Au soir de la conquête, avant le coucher du soleil, Pons était revenu vers ses prisonniers, et avait contemplé leur abaissement. Il avait accompli son premier geste de roi de l’oasis, en ordonnant la libération des captifs. Seuls ceux originaires de Taghrout, une quinzaine au total, se sont vus imposer de payer une rançon. Cette décision avait fait maugréer les Murabituns, les Masmudas et les mercenaires chrétiens, qui de dépit en jetèrent leurs armes à terre. Ils avaient déjà calculé leur bénéfice. Pons leur avait néanmoins accordé de se partager les armes, les bijoux, les chevaux et les esclaves appartenant aux vaincus. Pons avait gardé pour lui le jeune garçon à qui il avait servi une gorgée d’eau. Les nobliaux de Figuig étaient rentrés, seuls et à pied, poussiéreux, dépouillés de leurs richesses et les habits colorés de taches jaunes et sombres, jusqu’à leur ksar d’origine.

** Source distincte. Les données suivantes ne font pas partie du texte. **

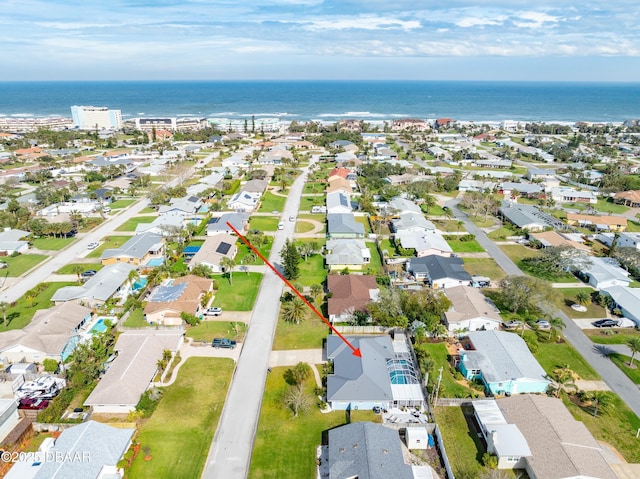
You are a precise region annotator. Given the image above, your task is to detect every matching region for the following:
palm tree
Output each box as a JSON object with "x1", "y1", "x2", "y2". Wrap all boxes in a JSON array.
[
  {"x1": 0, "y1": 301, "x2": 9, "y2": 326},
  {"x1": 626, "y1": 336, "x2": 640, "y2": 367},
  {"x1": 220, "y1": 257, "x2": 236, "y2": 284},
  {"x1": 71, "y1": 264, "x2": 84, "y2": 284},
  {"x1": 282, "y1": 298, "x2": 307, "y2": 324}
]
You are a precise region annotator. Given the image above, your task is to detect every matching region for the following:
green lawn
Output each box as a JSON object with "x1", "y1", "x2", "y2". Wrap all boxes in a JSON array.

Taghrout est tombée. Toute l’oasis est à lui. Les familles du ksar vaincu enterrent maintenant leurs morts. Plus de cent tombes ont été ouvertes en quelques heures. Pour un homme de Pons, dix de Taghrout. Tous les lignages, tous les clans ont perdu au moins un des leurs. Avant d’ensevelir les corps, une file de notables, conduite par les hommes les plus âgés du village, s’est présentée auprès des chefs chrétiens et des Murabituns pour apporter le tribut exigé. Respectueusement, ils ont baisé la main droite des Andalous, qui n’ont pu s’empêcher de ricaner devant leur soumission, puis des Murabituns et des chevaliers chrétiens. Pons les a observés, droits et impassibles, les visages fermés, assistant à la ruée des vainqueurs sur le panier de dirhems qu’ils venaient d’apporter, se partageant les poignées de pièces d’argent sans prendre le temps des les compter. « Il n’y a pas de risque qu’ils tentent de nous berner, ces hommes sont trop fiers pour cela… » Pons a laissé ses hommes négocier librement avec les Oasiens le prix de leur mansuétude. Les soldats jonglent avec les pièces, se montrent les dinars d’or, se les collent sur le front ; leur joie a quelque chose d’enfantin. « Ce n’est pourtant pas la première fois qu’ils font des prisonniers ! » Discrètement, après une brève accolade à leurs fils libérés, le groupe est reparti vers l’oasis, après un ultime et bref salut de la tête en direction de Pons. « Je reconnais certains de vos visages. Vos barbes et vos cheveux ont blanchi, mais vos traits n’ont pas tellement changé. » On a porté à Pons quelques-unes des monnaies reçues : des carrés d’argent de la taille de l’ongle de son pouce ; elles n’ont pas encore terni, à la différence des pièces rondes rendant hommage à l’émir Ali. Pons les a comparées, les retournant dans sa main. « Un nouveau gouvernement ne peut garder la monnaie de l’ancien… C’est bien plus qu’une simple rébellion. »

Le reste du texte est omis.